For the policies on research and publication ethics that are not stated in these instructions, the Good Publication Practice Guidelines for Medical Journals, available at: http://kamje.or.kr /publishing_ethics.html, the Guidelines on Good Publication, available at:
A. Conditions of authorship
The CERM follows the recommendations for authorship by the International
Committee of Medical Journal Editors (ICMJE, 2010,
http://www.icmje.org). Authors should have made significant conceptual, intellectual, experimental, and analytical contributions to the research, as well as having participated in writing and revising the manuscript. Each author should have participated sufficiently in the work to take public responsibility for its content. The Uniform Requirements by the ICMJE recommends authorship as follows.
Authorship credit should be based on 1) substantial contributions to conception and design, acquisition of data, or analysis and interpretation of data; 2) drafting the article or revising it critically for important intellectual content; and 3) final approval of the version to be published. Authors should meet these 3 conditions.
B. Scientific misconduct
The CERM considers plagiarism, fabrication, and falsification to constitute scientific misconduct.
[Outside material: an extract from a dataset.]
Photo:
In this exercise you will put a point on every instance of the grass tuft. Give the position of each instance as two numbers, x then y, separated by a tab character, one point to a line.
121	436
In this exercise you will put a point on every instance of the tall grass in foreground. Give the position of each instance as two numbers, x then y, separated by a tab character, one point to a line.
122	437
1) Falsification: Changing research materials, equipment or processes; omission of data or results. As a consequence, the research is not accurately represented in the research records.
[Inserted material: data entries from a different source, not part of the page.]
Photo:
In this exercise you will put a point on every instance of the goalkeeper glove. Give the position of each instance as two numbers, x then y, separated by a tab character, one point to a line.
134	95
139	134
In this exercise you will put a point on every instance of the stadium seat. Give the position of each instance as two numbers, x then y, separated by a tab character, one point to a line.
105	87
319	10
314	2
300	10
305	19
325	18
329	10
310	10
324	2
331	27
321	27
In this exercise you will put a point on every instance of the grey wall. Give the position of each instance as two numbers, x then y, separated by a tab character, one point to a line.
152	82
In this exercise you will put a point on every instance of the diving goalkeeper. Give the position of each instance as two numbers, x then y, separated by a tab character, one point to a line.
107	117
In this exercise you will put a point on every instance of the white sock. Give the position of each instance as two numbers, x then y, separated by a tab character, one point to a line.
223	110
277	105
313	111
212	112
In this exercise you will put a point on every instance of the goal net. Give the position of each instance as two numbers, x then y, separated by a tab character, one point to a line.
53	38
2) Fabrication: Data, results or recording or reporting information that does not exist.
3) Plagiarism: Using another person's words, ideas, results, and processes without giving credit to them constitutes plagiarism. Self-plagiarism can include multiple publications of essentially the same manuscript or data in different journals, books, or other publications. Plagiarism includes the theft of intellectual property, ideas or methods such as the use of information gained by personal communication or during a grant or manuscript review. Plagiarism also includes the direct textual copying of your own or another person's work. Direct copying of 250 words or more constitutes plagiarism. Differences of opinion or honest errors do not constitute misconduct.
4) Duplicate publication: All papers that are submitted must report unpublished work and cannot be under consideration for publication elsewhere. If a manuscript contains more than 200 words of previously published text or if previously published figures or tables are submitted, written permission must be obtained from the holder of the copyright. Copies of permission letters must be submitted with the original manuscript. Material that is published without permission from the copyright holder will be considered duplicate publication, which is a serious offense. Previously published material can be cited in a manuscript, but it must be indicated by quotation marks. If more than 200 words from a previously published manuscript appear in a manuscript that is submitted as an original work and if this material is not indicated with quotation marks, the material will be considered to be plagiarized.
5) Salami publications: Dividing data, analysis, and presentation into "minimally publishable units" is a slippery slope, and can be used to extend one data set over several manuscripts. While this may be acceptable for clarity of presentation and focus on specific outcomes in different manuscripts, a motivation may also be to increase the publication list in an author's CV. The latter is unethical and unacceptable.